At the weekly market in Diaoube, only half the stalls were set up on Wednesday, the official market day. Only 10 to 20 large trucks are supplying Diaoube now, compared with 100 on an average market day last year, the survey report said.
As a result palm oil, garri (local flour), fruit and coffee from Guinea are in short supply. The price of palm oil, an important food item for many poor households in the region that is traded in large quantities, has increased 40 percent in four weeks, the report said.
"The government closed the border to stop contamination between countries, not to stop trade, but people are still crossing the border and trade has stopped. It's counterproductive," said Jerome Bernard, food assistance expert at ECHO, the European Union's humanitarian arm.
"If Ebola remains unchecked and the border remains closed, there is high risk for prices to increase and disrupt regional trade in these grain-producing areas, especially during the upcoming harvest," Bernard said, noting that if the sea ports closed too it would spell catastrophe.
At the supply end in Guinea, Sierra Leone and Liberia, farmers frightened of contracting Ebola are staying away from their fields, prompting fears that a food crisis could follow the epidemic.
In Sierra Leone, for instance, preliminary data from the U.N. Food and Agriculture Organization (FAO) indicates that up to 40 percent of farms have been abandoned in the worst-affected areas.
"The Ebola outbreak is having a devastating impact on the agricultural and food sector of these countries," FAO economist Jean Senahoun told the Thomson Reuters Foundation in an interview.
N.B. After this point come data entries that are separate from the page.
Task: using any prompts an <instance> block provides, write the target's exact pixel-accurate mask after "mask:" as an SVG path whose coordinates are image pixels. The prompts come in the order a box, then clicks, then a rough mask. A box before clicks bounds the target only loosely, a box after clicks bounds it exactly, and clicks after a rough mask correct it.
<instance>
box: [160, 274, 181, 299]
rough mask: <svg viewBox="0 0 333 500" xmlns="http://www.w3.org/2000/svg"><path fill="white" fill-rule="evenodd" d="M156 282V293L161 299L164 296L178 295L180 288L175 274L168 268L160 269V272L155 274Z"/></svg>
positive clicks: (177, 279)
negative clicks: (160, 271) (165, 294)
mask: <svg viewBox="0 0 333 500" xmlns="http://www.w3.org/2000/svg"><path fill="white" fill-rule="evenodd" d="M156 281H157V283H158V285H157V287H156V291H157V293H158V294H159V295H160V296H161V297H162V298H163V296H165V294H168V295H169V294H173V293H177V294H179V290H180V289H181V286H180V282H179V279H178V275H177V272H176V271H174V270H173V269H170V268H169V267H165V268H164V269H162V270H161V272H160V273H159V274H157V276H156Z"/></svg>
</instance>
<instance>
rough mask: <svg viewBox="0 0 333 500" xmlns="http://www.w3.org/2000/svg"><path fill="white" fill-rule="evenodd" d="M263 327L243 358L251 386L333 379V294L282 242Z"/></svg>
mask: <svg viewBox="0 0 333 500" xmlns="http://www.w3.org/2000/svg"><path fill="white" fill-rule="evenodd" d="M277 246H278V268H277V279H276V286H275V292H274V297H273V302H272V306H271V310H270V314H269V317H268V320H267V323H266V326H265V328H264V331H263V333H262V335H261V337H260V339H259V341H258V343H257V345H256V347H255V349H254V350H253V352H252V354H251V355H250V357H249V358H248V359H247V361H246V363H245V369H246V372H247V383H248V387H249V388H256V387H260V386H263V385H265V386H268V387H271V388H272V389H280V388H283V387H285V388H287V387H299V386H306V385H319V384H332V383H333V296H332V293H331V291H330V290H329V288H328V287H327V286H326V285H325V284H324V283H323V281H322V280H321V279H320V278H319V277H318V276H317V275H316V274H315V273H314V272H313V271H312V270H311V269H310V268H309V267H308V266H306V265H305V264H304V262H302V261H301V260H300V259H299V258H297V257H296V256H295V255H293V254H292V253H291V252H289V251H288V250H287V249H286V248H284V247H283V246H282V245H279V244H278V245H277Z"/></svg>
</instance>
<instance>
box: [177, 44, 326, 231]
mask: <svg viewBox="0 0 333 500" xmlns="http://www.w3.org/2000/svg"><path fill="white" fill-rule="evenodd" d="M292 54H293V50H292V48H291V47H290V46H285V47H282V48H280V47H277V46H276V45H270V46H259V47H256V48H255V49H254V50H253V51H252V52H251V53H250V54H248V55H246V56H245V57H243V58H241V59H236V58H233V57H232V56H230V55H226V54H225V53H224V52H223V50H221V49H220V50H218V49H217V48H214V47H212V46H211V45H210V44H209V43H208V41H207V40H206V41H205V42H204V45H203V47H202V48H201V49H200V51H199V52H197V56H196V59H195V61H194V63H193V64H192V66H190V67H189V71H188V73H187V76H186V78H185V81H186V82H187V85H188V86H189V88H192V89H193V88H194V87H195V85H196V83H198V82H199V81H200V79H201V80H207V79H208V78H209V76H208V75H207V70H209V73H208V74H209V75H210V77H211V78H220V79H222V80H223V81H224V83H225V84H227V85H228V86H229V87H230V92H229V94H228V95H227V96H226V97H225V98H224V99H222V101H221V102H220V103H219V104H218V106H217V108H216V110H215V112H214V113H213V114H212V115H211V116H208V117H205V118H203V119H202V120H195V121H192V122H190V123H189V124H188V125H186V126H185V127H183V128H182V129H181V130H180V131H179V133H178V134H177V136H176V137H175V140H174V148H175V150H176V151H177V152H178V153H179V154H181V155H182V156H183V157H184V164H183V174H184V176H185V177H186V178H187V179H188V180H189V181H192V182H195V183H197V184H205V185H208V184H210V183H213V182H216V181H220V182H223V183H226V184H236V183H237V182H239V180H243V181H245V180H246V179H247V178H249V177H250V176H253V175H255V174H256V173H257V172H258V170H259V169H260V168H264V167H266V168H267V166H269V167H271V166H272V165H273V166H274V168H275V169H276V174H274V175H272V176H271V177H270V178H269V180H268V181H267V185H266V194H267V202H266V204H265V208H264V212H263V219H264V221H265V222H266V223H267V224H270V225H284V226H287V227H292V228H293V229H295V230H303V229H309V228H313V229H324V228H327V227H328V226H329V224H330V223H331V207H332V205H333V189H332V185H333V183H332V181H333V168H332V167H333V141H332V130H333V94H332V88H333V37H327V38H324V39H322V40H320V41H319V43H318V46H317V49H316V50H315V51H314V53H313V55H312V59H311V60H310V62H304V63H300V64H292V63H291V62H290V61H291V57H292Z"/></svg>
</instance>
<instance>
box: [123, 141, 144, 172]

"GDP growth has been cut in most of the affected countries. People will be out of work and won't be able to buy food, even if it's available in the markets," he said.
Agriculture drives economic growth in all three countries worst afflicted by Ebola. They stand to lose $359 million in economic output this year, according to the World Bank.
While worries of famine loom on the horizon, international organisations on the ground are focused on fighting immediate perils caused by the epidemic. The WFP has distributed around 6,000 tonnes of food to 430,000 people across the three countries since April.
"At the moment, the food response we are providing is really part of the medical response," WFP spokesman Alexis Masciarelli said in an interview with the Thomson Reuters Foundation.
A special vitamin-rich porridge, usually reserved for children suffering from malnutrition, is being fed to Ebola patients to help them regain strength during treatment and recovery.
Masciarelli worries that food prices could rise drastically in the medium term, but for now, treating Ebola victims is the first priority.
Back in Senegal, just days before the Muslim festival of sacrifice, Eid-al-Azha, which is observed in much of West Africa, Barry says opening the borders would be the best Eid present, but his thoughts are with his fellow countrymen.
"This year I don't have enough money to celebrate Eid, but for all my misfortune, the people in Guinea have it much worse than we do. I pray they can overcome this disease," he said.